What is Dai? And why are we using it to transform creator markets?
“Democratize” is a tough word to lead with because it’s been co-opted by modern brands everywhere. It’s one of those words that’s kind of lost its meaning. Which is part of why you won’t see it front and center on our site.
But democratization is really it for us. We’re doing what we’re doing to democratize creative markets, sharing, and ownership. By this, we don’t just mean “increase access.” We mean create a more authentic and ethical market dynamic—one that gives people more control over their work’s value, while allowing others to drive it with demand. We mean ties the upside of secondary markets back to the people who started everything in the first place. We mean create a new kind of a relationship that’s more than just transactional—it’s emotional and financial investment in what’s being built and shared.
Depending on where you sit in the modern economy, this is controversial. Foundation will break down barriers and challenge existing financial and cultural institutions. It will unlock new digital behaviors. And that is just our product offering.
We've built Foundation on Dai.
Dai is money. You can use it to buy, sell, and trade things on the internet. But it’s different from government-issued legal tender, or what people in the crypto community call fiat (crypto slang is a topic for another post).
US dollars are meant to be spent in the United States, and, for the most part, they are. Because Dai is decentralized, it doesn’t have these limits. This is because it’s not issued or regulated by a nation-state. It’s the internet’s money and the internet has no borders.
This means people don’t have to rebuild their products and platforms for each national currency and reintegrate again and again with Stripe or some other payments service. Using Dai makes it easier and cheaper to reach more people with new things. Easier + cheaper = more experimentation and innovation.
Dai doesn’t have the same limitations as fiat. (Reminder: fiat = government-issued legal tender). But it’s stable because its value is pegged to the US dollar. Other cryptocurrencies like Bitcoin are notorious for spiking and dropping like crazy over the course of a day. Or even an hour.
This makes Dai reliable. We owe a lot to Bitcoin. It sparked everything. But Dai is the new take we need in order to access everything awesome about crypto in a way that’s as stable as regular money.
Dai operates on the Ethereum blockchain, which means it’s not subject to any centralized governing body that controls access. Like a national treasury, or a banking system. It’s like the internet itself—you don’t have to ask permission or somehow qualify to build a website. You can just do it.
This makes Dai open and unbiased. Anyone anywhere—of any race, ethnicity, creed, anything—can get Dai and use it on the internet.

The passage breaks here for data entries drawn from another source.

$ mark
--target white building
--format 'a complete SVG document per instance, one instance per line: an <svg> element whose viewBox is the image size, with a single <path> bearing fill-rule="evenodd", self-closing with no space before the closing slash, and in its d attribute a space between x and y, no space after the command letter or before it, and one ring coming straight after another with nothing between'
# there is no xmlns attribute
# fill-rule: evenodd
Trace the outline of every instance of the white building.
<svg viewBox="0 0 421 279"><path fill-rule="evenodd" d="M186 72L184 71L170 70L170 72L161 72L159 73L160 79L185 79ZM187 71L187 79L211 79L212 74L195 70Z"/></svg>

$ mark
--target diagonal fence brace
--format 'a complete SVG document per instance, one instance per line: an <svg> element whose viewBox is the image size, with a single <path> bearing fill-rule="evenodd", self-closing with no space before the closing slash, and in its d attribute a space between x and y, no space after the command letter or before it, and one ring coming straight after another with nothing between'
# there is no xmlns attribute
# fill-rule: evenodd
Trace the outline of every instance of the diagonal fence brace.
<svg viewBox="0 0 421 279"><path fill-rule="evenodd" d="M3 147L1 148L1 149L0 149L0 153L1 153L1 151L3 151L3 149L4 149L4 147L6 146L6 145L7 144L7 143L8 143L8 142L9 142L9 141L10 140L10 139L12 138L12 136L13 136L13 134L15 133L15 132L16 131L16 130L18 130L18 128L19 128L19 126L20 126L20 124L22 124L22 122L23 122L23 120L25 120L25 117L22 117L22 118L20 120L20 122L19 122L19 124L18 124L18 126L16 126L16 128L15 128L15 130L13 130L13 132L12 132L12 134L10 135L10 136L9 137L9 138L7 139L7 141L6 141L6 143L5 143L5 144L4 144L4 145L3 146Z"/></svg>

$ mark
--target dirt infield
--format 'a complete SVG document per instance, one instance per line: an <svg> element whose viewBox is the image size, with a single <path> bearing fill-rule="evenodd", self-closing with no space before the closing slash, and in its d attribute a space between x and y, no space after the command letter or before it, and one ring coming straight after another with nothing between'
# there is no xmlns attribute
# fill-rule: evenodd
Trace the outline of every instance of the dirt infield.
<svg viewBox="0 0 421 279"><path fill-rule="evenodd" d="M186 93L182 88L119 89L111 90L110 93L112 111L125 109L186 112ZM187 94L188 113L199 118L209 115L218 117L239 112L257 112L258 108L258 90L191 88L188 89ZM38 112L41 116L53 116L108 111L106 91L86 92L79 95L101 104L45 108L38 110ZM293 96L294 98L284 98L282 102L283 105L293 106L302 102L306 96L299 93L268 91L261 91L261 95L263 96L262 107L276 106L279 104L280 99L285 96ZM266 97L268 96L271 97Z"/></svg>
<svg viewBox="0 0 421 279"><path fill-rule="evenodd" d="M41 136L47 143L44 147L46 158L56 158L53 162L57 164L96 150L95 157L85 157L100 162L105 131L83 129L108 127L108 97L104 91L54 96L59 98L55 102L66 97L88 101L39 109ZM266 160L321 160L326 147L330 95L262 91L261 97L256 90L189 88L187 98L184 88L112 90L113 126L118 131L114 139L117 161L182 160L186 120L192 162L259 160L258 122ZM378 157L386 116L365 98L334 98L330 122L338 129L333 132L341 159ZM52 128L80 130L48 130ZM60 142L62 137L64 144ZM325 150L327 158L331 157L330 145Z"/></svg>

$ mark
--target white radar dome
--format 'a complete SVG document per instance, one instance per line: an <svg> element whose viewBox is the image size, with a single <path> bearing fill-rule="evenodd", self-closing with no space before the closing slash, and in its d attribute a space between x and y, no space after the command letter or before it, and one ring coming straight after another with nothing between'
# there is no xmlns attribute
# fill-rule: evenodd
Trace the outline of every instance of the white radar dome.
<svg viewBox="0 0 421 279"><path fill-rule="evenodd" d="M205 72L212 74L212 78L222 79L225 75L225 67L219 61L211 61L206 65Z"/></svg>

Dai is like a .jpeg. It’s also like an MP3. These are just file types. But they completely changed the way imagery and music existed in our digital world.
MP3s transformed the way music was accessed and shared. Without MP3s, we wouldn’t have had iPods or streaming.
Jpegs made image sharing, and editing...not analog. It’s hard to grasp how massive that is in terms of creative potential, speed, and access.
Think of Dai like a transformative file type, but for money. It will unlock entirely new internet platforms and behaviors. New ways of sharing, accessing, connecting, owning, supporting.
So, when we started building Foundation, it wasn’t a hard choice. This is about empowering creators and their communities with an alternative to old school creative patronage, creative markets, and ownership. Of course we'd use Dai.
It’s the only currency that reflects the values of what we’re building. And by using it, owning the idea of “democratization” becomes even more authentic. Who cares how many times you see it on enterprise SaaS billboards?